Former Oilers owner Pocklington avoids jail

CTV Edmonton is reporting that former Edmonton Oilers owner Peter Pocklington has filed an appeal of his conviction for breach of probation just days before he was to start serving a jail sentence. (Reed Saxon/AP)

EDMONTON — CTV Edmonton is reporting that former Edmonton Oilers owner Peter Pocklington has filed an appeal of his conviction for breach of probation just days before he was to start serving a jail sentence.

It says Pocklington’s lawyer filed the appeal Friday in a California court.

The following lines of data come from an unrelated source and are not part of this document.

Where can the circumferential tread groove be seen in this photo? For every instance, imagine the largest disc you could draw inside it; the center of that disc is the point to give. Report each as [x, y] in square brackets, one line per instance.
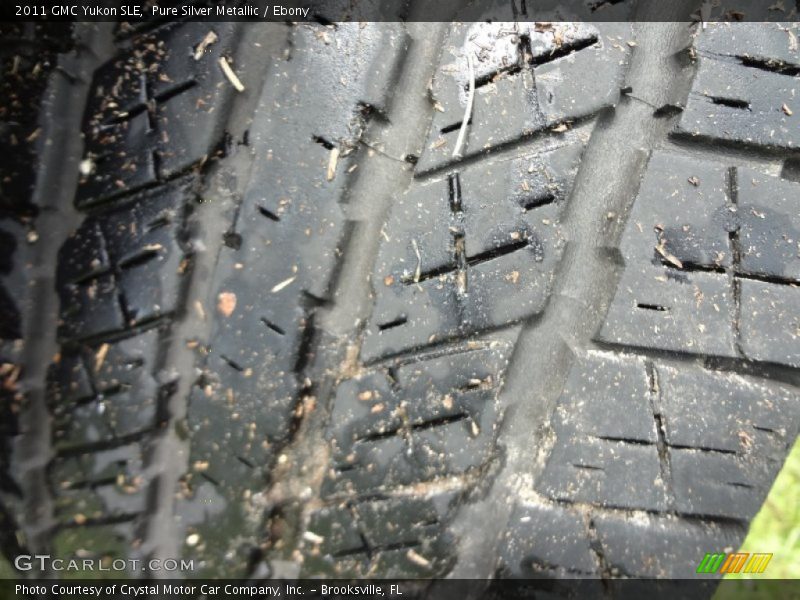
[283, 349]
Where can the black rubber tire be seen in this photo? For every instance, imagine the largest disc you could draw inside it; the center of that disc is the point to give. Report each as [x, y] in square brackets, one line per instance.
[295, 335]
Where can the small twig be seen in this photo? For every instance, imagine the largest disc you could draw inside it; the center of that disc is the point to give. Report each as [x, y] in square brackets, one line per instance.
[226, 68]
[418, 271]
[468, 112]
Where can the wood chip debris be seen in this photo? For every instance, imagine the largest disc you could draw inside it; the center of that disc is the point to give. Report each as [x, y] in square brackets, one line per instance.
[226, 68]
[312, 537]
[417, 559]
[468, 111]
[100, 357]
[418, 270]
[226, 303]
[210, 38]
[333, 160]
[278, 287]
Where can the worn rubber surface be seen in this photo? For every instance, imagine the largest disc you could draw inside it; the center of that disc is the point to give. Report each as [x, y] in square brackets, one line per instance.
[285, 331]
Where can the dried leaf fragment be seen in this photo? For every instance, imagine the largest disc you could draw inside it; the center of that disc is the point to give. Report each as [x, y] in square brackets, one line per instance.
[333, 160]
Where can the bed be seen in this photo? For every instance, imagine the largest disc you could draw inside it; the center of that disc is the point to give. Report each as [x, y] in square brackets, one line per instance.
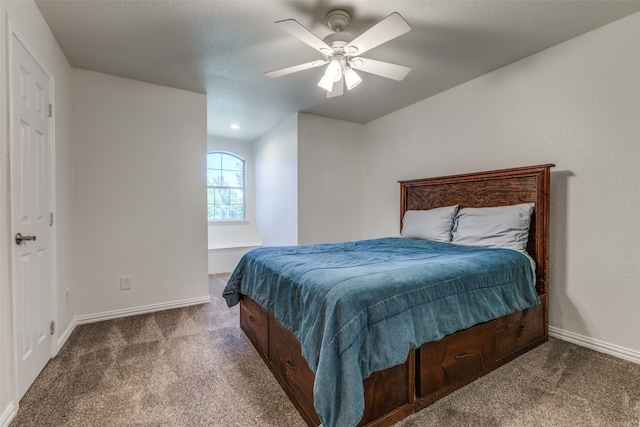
[305, 315]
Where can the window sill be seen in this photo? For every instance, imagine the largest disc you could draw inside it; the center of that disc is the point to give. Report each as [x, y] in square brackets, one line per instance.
[243, 245]
[230, 222]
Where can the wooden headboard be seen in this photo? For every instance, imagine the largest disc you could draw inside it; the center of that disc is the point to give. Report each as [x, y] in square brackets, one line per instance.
[492, 188]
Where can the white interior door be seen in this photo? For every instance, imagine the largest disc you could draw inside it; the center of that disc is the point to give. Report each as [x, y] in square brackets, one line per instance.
[30, 164]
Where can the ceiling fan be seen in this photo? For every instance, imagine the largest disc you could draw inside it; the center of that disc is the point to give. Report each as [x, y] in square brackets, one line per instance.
[342, 57]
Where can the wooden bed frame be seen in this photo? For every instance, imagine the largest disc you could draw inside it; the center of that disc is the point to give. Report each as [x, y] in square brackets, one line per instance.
[436, 368]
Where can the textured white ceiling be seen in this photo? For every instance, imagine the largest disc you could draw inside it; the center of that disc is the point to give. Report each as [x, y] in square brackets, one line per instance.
[222, 48]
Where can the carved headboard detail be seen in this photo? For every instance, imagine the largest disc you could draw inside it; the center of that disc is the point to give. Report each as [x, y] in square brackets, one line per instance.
[492, 188]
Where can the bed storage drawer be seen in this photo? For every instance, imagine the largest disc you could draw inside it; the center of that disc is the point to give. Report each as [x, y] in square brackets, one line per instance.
[294, 372]
[455, 361]
[253, 321]
[518, 330]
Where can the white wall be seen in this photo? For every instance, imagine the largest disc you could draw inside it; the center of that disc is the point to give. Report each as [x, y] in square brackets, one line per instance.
[229, 240]
[276, 179]
[140, 210]
[31, 24]
[576, 105]
[330, 180]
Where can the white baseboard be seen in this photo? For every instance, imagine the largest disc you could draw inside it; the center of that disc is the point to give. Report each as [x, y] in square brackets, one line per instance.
[594, 344]
[62, 339]
[115, 314]
[8, 414]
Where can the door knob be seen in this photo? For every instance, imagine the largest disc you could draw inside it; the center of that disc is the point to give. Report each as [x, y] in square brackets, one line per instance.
[20, 238]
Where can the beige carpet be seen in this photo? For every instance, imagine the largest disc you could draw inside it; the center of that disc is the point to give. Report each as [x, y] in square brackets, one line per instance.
[194, 367]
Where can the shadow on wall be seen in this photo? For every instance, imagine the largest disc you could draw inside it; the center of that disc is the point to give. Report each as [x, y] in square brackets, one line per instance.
[562, 310]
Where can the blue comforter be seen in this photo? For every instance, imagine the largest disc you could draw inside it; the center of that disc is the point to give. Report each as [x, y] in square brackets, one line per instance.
[359, 307]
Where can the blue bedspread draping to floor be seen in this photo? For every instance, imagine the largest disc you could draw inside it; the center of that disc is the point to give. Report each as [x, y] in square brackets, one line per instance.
[359, 307]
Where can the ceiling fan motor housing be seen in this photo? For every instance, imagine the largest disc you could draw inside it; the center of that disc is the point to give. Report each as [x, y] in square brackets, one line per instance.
[337, 20]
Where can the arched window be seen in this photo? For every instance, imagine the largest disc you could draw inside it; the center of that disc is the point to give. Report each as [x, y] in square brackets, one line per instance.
[225, 187]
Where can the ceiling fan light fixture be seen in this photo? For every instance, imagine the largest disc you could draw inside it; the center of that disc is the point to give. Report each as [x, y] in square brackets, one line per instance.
[351, 78]
[326, 83]
[334, 70]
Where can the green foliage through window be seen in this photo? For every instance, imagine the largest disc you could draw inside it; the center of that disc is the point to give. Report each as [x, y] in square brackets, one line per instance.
[225, 187]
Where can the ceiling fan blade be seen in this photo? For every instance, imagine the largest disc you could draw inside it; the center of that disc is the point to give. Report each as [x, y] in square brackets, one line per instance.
[389, 28]
[296, 29]
[381, 68]
[338, 89]
[295, 68]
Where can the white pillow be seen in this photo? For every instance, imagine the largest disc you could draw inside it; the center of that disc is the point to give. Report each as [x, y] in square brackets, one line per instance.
[496, 227]
[431, 224]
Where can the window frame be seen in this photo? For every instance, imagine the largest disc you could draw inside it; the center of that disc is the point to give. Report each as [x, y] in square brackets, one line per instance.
[244, 218]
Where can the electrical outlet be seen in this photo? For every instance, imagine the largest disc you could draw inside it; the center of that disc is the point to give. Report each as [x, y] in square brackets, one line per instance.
[125, 283]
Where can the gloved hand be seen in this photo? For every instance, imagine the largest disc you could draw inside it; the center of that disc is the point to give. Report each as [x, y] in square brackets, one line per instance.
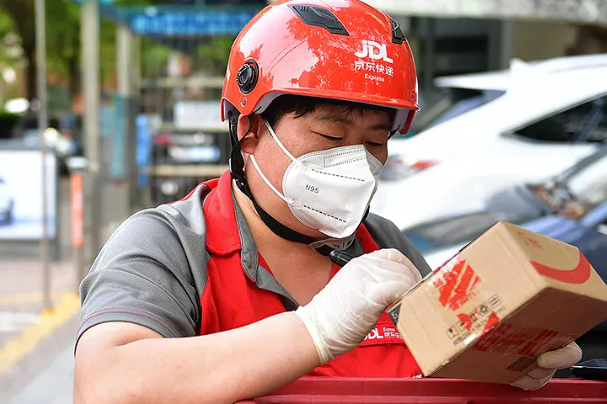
[345, 311]
[548, 364]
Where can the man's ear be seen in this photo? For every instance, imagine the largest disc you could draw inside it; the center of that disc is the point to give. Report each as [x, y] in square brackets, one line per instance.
[248, 140]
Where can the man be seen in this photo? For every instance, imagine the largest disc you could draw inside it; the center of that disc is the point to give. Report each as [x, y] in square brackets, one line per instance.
[313, 91]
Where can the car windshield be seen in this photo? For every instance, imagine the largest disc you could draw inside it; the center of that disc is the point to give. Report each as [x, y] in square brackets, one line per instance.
[588, 186]
[447, 232]
[447, 104]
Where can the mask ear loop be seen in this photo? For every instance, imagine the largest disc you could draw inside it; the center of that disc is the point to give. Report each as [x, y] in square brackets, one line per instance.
[236, 160]
[278, 142]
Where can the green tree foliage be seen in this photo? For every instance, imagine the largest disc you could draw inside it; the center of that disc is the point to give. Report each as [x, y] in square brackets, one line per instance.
[62, 36]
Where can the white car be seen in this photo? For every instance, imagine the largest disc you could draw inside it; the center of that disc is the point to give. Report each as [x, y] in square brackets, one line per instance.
[7, 203]
[549, 116]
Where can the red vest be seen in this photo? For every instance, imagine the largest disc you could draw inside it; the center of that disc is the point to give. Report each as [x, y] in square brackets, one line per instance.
[232, 299]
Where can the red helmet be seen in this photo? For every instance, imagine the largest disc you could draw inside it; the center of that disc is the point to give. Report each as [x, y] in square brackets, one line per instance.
[338, 49]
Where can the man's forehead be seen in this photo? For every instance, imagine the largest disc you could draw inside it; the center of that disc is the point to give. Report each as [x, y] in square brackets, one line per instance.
[350, 115]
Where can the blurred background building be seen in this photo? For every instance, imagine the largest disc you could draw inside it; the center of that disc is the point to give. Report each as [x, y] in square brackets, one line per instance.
[133, 105]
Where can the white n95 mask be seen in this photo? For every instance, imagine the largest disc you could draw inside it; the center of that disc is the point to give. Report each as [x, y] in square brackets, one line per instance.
[328, 190]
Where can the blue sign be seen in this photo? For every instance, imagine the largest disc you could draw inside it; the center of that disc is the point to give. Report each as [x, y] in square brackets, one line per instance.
[193, 23]
[100, 1]
[144, 147]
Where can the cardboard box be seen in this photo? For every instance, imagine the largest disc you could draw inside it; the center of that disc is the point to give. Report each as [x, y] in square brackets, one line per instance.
[507, 297]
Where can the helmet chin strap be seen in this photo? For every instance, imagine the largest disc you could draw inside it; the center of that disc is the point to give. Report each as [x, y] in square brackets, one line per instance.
[237, 172]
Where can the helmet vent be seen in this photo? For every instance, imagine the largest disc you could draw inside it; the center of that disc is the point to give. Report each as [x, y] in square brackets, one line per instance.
[398, 36]
[320, 17]
[247, 76]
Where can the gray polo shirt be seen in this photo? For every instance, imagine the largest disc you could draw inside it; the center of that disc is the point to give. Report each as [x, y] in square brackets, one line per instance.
[153, 269]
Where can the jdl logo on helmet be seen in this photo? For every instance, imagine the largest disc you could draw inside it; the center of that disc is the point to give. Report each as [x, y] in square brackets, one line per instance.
[375, 51]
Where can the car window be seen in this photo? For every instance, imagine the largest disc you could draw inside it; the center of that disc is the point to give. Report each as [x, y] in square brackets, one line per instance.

CTV Edmonton also says Pocklington gave a $100,000 cash deposit as part of the conditions of his bail, and that he will be out on bail until his appeal is heard.

Pocklington was supposed to start serving a six-month jail sentence starting Monday.

In September, a judge in Riverside, Calif., sentenced the 71-year-old for violating a term of his probation on a perjury conviction.

Court heard that Pocklington had submitted a false monthly income report to his probation officer — he hadn’t adequately disclose a $15,000 consulting fee he received in January 2012.

In 2010, the businessman was sentenced to six months of house arrest and two years probation for perjury. He pleaded guilty to the charge and admitted to lying during previous bankruptcy proceedings.

In exchange, charges of bankruptcy fraud were dropped.

Pocklington filed a bankruptcy claim in 2008 stating he was virtually penniless and owed almost $US20 million. The FBI arrested him at his home in Palm Desert, near Palm Springs, Calif., the following year.

In previous court documents, investigators said they believed Pocklington was associated with off-shore companies registered in the Bahamas.

In the end, Pocklington admitted in court that he had declared bankruptcy without disclosing that he had control over bank accounts and storage facilities containing assets and property of his wife.

Pocklington is most famous for bringing Wayne Gretzky to Edmonton in 1978, then trading the superstar player a decade later to the Los Angeles Kings. Livid hockey fans burned the owner in effigy outside the city’s arena.

Mired in debt, Pocklington later sold the team to a consortium of local buyers and headed for California.